如图2所示,应用程序框架层可以包括窗口管理器,内容提供器,视图系统,资源管理器,通知管理器,活动管理器,输入管理器等。
窗口管理器提供窗口管理服务(Window Manager Service,WMS),WMS可以用于窗口管理、窗口动画管理、surface管理以及作为输入系统的中转站。
内容提供器用来存放和获取数据,并使这些数据可以被应用程序访问。该数据可以包括视频,图像,音频,拨打和接听的电话,浏览历史和书签,电话簿等。
视图系统包括可视控件,例如显示文字的控件,显示图片的控件等。视图系统可用于构建应用程序。显示界面可以由一个或多个视图组成的。
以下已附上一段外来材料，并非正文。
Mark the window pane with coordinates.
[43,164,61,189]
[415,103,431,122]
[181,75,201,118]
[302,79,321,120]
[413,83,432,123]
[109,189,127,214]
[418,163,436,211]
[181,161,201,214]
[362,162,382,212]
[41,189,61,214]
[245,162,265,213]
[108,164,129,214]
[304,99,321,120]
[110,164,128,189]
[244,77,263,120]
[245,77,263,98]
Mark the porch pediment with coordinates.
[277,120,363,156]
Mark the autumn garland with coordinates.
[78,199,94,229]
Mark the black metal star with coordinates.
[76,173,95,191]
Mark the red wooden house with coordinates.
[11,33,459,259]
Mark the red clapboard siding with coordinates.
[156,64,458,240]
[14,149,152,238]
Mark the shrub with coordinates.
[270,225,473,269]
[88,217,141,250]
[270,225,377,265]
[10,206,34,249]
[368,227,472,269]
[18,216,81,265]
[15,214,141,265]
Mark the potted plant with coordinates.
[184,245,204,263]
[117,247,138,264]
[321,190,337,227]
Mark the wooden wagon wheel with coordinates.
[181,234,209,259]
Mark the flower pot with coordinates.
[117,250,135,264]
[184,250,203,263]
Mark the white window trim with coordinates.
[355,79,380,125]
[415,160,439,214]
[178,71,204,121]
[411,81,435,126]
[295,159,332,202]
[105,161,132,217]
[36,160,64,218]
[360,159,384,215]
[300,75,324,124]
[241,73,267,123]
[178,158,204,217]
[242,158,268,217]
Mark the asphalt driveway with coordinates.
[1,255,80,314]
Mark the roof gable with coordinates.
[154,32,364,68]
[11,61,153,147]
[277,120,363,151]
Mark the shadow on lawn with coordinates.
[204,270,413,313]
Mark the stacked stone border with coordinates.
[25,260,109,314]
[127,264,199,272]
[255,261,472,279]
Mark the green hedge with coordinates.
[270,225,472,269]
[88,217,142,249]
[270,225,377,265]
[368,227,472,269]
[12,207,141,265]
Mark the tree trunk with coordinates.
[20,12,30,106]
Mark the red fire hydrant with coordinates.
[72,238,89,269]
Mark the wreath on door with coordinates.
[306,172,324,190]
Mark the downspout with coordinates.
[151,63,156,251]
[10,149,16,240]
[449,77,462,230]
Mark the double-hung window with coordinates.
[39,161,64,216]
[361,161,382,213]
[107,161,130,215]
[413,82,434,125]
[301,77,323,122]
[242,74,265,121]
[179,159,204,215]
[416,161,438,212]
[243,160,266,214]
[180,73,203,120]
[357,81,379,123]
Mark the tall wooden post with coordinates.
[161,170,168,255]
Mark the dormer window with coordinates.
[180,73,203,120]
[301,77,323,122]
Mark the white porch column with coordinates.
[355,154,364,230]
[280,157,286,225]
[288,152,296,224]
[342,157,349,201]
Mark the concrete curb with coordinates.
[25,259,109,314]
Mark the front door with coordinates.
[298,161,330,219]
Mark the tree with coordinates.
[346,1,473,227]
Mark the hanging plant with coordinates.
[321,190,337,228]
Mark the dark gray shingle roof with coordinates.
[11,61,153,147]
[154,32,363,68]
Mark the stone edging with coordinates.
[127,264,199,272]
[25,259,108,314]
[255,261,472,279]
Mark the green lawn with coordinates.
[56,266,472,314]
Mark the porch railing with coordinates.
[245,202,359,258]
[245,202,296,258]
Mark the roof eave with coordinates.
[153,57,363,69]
例如,包括短信通知图标的显示界面,可以包括显示文字的视图以及显示图片的视图。
资源管理器为应用程序提供各种资源,比如本地化字符串,图标,图片,布局文件,视频文件等等。
通知管理器使应用程序可以在状态栏中显示通知信息,可以用于传达告知类型的消息,可以短暂停留后自动消失,无需用户交互。比如通知管理器被用于告知下载完成,消息提醒等。通知管理器还可以是以图表或者滚动条文本形式出现在系统顶部状态栏的通知,例如后台运行的应用程序的通知,还可以是以对话窗口形式出现在屏幕上的通知。例如在状态栏提示文本信息,发出提示音,电子设备振动,指示灯闪烁等。
活动管理器可以提供活动管理服务(Activity Manager Service,AMS),AMS可以用于系统组件(例如活动、服务、内容提供者、广播接收器)的启动、切换、调度以及应用进程的管理和调度工作。
输入管理器可以提供输入管理服务(Input Manager Service,IMS),IMS可以用于管理系统的输入,例如触摸屏输入、按键输入、传感器输入等。IMS从输入设备节点取出事件,通过和WMS的交互,将事件分配至合适的窗口。
安卓运行时包括核心库和安卓运行时。安卓运行时负责将源代码转换为机器码。安卓运行时主要包括采用提前(ahead or time,AOT)编译技术和及时(just in time,JIT)编译技术。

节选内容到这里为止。